Thursday, April 22, 2010

Neil Harris's term "operational aesthetics" covers much, if not all, of my interests in cinema. Harris develops the term in his book Humbug on P.T. Barnum. Noting that audiences flocked to Barnum's productions, even though they were known to be hoaxes and the ways Barnum's advertising invited audiences to "decide for themselves" - Harris elaborates a particularly American attitude, skeptical and information-seeking, that seeks to know how things look and how they work. It refers to the capacity of productions to appeal to the analystic,investigative, and problem-solving faculties. To elucidate his point, Harris even discusses Poe's invention of the detective story and its popularity. Yet operational aesthetics in cinema perhaps stretch beyond American borders. Early documentary forms, especially something like Basil Wright's Night Mail can be seen to be constructed around a desire to show --just as much as poeticize -- Britain's rail mail. Additionally, Eisenstein discusses something very much like the operational aesthetic (in a quote contained in Annette Michelson's essay "Dr. Crase and Mr.
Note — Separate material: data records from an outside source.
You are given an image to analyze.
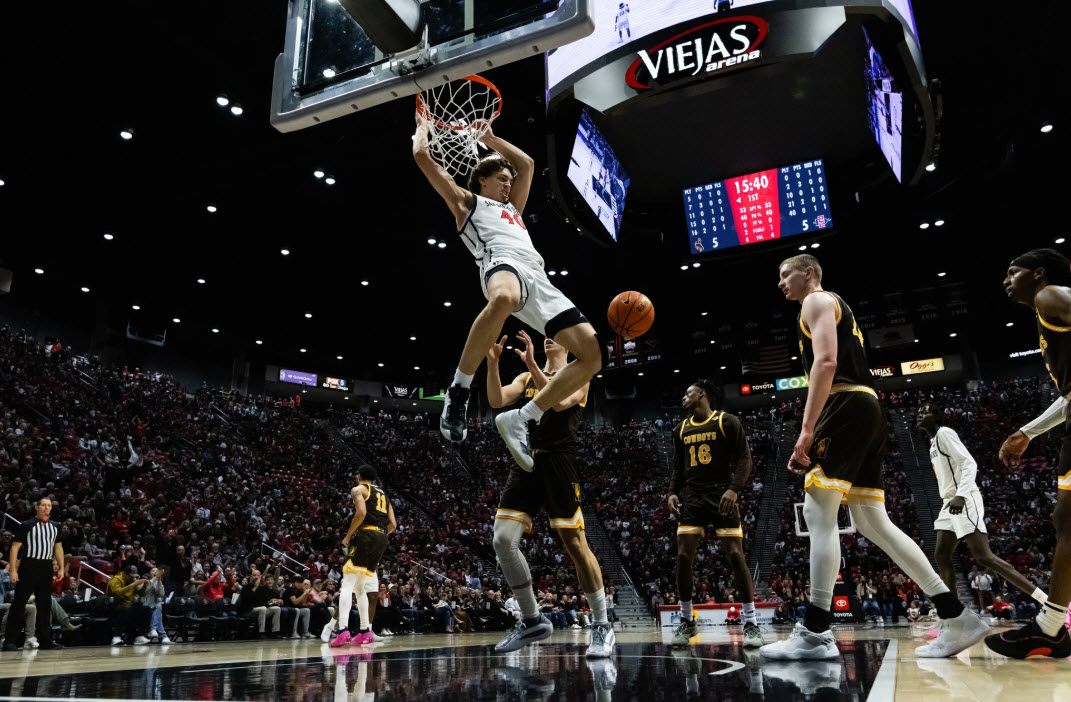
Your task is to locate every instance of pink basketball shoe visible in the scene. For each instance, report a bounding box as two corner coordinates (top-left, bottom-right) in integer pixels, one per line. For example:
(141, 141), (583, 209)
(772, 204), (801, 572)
(330, 630), (352, 648)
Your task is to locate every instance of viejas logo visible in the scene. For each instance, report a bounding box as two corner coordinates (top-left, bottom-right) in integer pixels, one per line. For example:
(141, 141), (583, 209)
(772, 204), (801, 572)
(625, 16), (769, 90)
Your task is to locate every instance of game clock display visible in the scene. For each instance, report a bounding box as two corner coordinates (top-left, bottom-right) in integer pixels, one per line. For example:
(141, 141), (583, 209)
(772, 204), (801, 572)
(683, 158), (832, 254)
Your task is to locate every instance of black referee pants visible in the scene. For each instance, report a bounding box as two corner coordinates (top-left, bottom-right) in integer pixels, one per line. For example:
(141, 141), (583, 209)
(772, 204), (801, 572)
(4, 560), (53, 645)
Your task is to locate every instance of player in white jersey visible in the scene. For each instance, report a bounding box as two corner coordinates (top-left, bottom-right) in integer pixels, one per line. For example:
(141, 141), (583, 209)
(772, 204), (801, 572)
(916, 404), (1050, 607)
(615, 3), (630, 43)
(412, 116), (601, 472)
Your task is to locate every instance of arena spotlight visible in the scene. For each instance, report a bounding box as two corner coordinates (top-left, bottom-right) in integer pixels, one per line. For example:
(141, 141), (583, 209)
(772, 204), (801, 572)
(791, 356), (798, 360)
(197, 278), (206, 284)
(938, 272), (947, 277)
(103, 233), (114, 240)
(80, 286), (90, 292)
(810, 243), (820, 249)
(596, 374), (603, 378)
(34, 268), (44, 274)
(304, 312), (312, 318)
(0, 179), (5, 186)
(255, 340), (263, 345)
(120, 129), (133, 140)
(212, 328), (220, 333)
(281, 248), (290, 255)
(674, 369), (680, 373)
(925, 162), (936, 172)
(132, 305), (141, 310)
(216, 95), (230, 106)
(230, 104), (244, 116)
(1057, 238), (1066, 244)
(949, 333), (957, 338)
(414, 366), (420, 370)
(1041, 123), (1053, 133)
(428, 238), (437, 245)
(361, 280), (369, 286)
(934, 220), (945, 227)
(560, 270), (569, 276)
(1006, 322), (1014, 327)
(325, 176), (336, 185)
(378, 363), (384, 367)
(720, 366), (726, 370)
(692, 262), (700, 268)
(410, 336), (417, 341)
(701, 312), (708, 316)
(314, 170), (325, 178)
(300, 348), (307, 353)
(437, 242), (446, 249)
(337, 355), (343, 360)
(549, 270), (557, 276)
(680, 265), (688, 271)
(172, 318), (181, 323)
(798, 245), (807, 251)
(637, 372), (644, 376)
(444, 301), (452, 307)
(206, 205), (217, 213)
(919, 222), (930, 229)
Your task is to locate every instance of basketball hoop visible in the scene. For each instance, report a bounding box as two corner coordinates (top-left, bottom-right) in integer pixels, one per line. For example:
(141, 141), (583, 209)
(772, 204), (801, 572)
(416, 75), (502, 178)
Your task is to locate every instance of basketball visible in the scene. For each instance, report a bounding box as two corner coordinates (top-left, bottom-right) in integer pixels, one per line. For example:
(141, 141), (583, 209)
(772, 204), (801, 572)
(607, 291), (655, 338)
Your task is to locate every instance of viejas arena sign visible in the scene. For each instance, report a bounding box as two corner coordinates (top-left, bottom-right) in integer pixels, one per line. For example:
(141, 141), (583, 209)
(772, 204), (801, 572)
(625, 16), (769, 91)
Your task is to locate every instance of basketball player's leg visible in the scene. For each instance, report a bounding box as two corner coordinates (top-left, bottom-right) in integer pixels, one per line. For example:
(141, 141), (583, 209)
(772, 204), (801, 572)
(675, 532), (701, 617)
(534, 322), (602, 410)
(334, 568), (359, 646)
(933, 530), (959, 593)
(718, 536), (754, 606)
(960, 531), (1048, 604)
(557, 529), (605, 616)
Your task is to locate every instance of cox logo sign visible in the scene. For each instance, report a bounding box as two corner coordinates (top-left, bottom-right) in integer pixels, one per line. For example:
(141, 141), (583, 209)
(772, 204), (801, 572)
(775, 375), (809, 391)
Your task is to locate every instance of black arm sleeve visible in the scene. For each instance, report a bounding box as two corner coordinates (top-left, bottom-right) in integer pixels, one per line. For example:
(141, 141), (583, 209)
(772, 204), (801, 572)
(726, 415), (752, 494)
(668, 424), (686, 496)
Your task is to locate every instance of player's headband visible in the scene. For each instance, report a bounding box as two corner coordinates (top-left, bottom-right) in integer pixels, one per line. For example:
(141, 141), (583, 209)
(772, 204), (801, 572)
(1011, 249), (1071, 286)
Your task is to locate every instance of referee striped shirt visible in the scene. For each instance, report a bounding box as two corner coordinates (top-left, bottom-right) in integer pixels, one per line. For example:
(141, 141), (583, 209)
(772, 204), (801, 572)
(15, 518), (59, 560)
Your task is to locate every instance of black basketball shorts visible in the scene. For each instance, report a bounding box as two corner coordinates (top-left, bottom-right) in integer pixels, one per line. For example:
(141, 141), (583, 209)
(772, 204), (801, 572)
(496, 452), (584, 531)
(804, 386), (888, 502)
(343, 526), (388, 577)
(677, 490), (743, 538)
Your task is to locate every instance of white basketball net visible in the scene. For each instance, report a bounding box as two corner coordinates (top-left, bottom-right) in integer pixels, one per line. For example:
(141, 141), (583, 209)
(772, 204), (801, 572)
(417, 76), (502, 179)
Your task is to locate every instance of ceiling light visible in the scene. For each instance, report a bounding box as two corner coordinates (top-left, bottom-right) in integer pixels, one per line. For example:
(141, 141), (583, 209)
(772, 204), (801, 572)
(281, 248), (290, 255)
(361, 280), (369, 286)
(0, 179), (5, 186)
(596, 374), (603, 378)
(1041, 123), (1053, 133)
(132, 305), (140, 310)
(300, 348), (307, 353)
(681, 265), (688, 271)
(120, 129), (133, 140)
(206, 205), (217, 213)
(305, 312), (313, 319)
(1057, 238), (1066, 244)
(437, 242), (446, 249)
(197, 278), (206, 284)
(949, 333), (957, 338)
(255, 340), (263, 345)
(410, 336), (417, 341)
(230, 105), (243, 116)
(216, 95), (230, 106)
(791, 356), (798, 360)
(413, 402), (417, 406)
(1006, 322), (1014, 327)
(720, 366), (726, 370)
(560, 270), (569, 276)
(674, 369), (680, 373)
(938, 272), (946, 277)
(798, 245), (807, 251)
(914, 339), (919, 343)
(172, 318), (181, 323)
(934, 220), (945, 227)
(337, 355), (343, 360)
(701, 312), (708, 316)
(80, 286), (90, 293)
(378, 363), (384, 367)
(212, 328), (220, 333)
(810, 243), (820, 249)
(925, 162), (936, 172)
(444, 301), (452, 307)
(323, 68), (336, 78)
(637, 372), (644, 376)
(34, 268), (44, 275)
(506, 346), (513, 351)
(314, 170), (324, 179)
(428, 238), (437, 245)
(692, 263), (700, 268)
(414, 366), (420, 370)
(325, 176), (336, 185)
(549, 270), (557, 276)
(919, 222), (930, 230)
(710, 340), (716, 344)
(103, 233), (114, 240)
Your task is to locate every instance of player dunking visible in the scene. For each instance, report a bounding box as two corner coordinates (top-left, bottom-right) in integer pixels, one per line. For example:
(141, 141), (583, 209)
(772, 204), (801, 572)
(760, 254), (986, 660)
(990, 248), (1071, 658)
(916, 404), (1050, 612)
(412, 117), (601, 472)
(486, 331), (614, 657)
(667, 380), (764, 648)
(329, 465), (395, 647)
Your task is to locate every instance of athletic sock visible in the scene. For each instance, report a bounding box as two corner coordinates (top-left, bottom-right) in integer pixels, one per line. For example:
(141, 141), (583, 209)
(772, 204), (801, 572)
(680, 600), (693, 622)
(930, 592), (965, 620)
(742, 602), (757, 625)
(1037, 601), (1069, 637)
(586, 590), (609, 625)
(519, 401), (545, 423)
(803, 604), (831, 634)
(515, 584), (540, 621)
(453, 369), (474, 389)
(1032, 588), (1049, 606)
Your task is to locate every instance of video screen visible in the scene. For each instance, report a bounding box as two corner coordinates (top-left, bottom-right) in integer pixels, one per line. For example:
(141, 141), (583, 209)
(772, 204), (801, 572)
(864, 28), (903, 182)
(567, 109), (630, 240)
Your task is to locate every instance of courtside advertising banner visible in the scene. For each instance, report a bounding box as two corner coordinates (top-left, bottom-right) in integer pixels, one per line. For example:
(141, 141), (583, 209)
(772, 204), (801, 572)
(660, 603), (776, 627)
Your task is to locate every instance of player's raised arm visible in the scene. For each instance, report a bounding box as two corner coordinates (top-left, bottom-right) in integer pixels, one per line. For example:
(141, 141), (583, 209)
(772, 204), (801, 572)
(486, 335), (528, 408)
(413, 117), (472, 223)
(479, 126), (534, 214)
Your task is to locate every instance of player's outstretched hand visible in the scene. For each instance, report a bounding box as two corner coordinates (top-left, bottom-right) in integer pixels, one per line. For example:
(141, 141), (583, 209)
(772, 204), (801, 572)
(719, 489), (738, 516)
(487, 335), (507, 364)
(514, 331), (536, 368)
(998, 430), (1029, 467)
(667, 494), (680, 514)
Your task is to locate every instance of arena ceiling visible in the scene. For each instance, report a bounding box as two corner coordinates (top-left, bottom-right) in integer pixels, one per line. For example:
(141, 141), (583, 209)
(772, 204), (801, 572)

Clair") when he talks about the school film, and the ability of cinema to show pupils "how a power station, a newspaper, a book, a glass factory, a colored illustration is produced.."(paraphrase - from Conversations with Eisenstein trans. harry brose, 1970) . Urban cinema -- film which shows "how a city works" is one mode of operational aesthetics (and Eisenstein alludes to the urban nature of the school film earlier in this quote.)